Chapter 4 – Configuring Sniffer Pro to Monitor Network Applications

This chapter describes how to configure the Sniffer Pro to capture traffic and presents the real-life applications of using Sniffer Pro proactively and reactively with regard to network applications. The steps to start and stop a capture with Sniffer Pro have been covered. The proper positioning of the workstation with Sniffer Pro installed is also described. The concepts of monitoring applications and application response time (ART) have also been discussed along with how Sniffer Pro monitors ART. The Sniffer Pro is broken down to see how it is customized, what each layer represents, and how to use it for troubleshooting and analysis. The Sniffer Pro Decode tab is studied in great detail to show what each pane does, how to read it, how to customize it, and what to look for while doing analysis work. Two complex problems have been sampled with how to apply all this knowledge that decides to capture, decode, and analyze possible problems with Sniffer Pro.

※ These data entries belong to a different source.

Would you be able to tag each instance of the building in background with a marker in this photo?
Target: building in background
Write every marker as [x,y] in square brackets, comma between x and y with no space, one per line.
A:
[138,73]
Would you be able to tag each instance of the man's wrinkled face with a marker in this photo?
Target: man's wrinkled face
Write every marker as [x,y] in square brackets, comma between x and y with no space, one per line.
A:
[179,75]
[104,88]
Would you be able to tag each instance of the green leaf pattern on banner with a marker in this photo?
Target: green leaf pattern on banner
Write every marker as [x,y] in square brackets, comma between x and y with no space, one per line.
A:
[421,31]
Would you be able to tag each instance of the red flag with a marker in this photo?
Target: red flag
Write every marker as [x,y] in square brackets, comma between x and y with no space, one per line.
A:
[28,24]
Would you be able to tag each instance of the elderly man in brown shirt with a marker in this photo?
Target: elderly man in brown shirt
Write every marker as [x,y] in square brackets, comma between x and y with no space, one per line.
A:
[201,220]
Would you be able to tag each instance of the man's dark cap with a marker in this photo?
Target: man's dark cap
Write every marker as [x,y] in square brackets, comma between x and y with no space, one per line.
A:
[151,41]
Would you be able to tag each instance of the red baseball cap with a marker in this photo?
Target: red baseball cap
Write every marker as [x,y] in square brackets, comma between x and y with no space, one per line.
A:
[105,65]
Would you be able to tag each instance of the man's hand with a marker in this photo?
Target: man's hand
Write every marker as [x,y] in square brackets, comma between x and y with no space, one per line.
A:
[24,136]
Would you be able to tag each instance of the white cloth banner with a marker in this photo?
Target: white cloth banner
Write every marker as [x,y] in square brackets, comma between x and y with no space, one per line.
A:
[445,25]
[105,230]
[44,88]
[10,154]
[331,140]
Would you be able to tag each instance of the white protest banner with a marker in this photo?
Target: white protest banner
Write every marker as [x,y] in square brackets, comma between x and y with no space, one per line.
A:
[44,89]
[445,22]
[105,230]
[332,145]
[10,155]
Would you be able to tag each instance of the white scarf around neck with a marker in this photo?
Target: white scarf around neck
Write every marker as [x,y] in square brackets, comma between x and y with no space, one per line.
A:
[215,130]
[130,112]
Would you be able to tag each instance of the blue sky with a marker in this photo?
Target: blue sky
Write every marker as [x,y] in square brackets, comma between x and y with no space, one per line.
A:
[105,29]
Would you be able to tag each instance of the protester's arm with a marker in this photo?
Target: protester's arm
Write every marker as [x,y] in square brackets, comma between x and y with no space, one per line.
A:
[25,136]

Chapter 6 – Capturing Network Data for Analysis

This chapter covers details about capturing data and saving it for analysis and discusses how to save and archive capture files for logging and/or future base-lining. Using Sniffer Pro to capture traffic is one of the fastest ways to obtain a complete picture of what is happening on the network, analyze captured information, and resolve the issue. It is also possible to capture traffic, experiment with it, and analyze it in a test environment the way the network would react to specific groups of data. Besides the ability to capture all the data that is flowing on the network, Sniffer Pro has broad filtering capabilities that greatly facilitate troubleshooting on highly loaded networks. Once the data has been captured, the main task before the analysis is to save capture in the right way. There is a choice of saving between manual and automatic savings of captures, whichever is more convenient. The specifics of capturing data, the capture and analysis of Address Resolution Protocol (AKP), Internet Control Message Protocol (ICMP), Transmission Control Protocol (TCP), and User Datagram Protocol (UDP) have also been covered.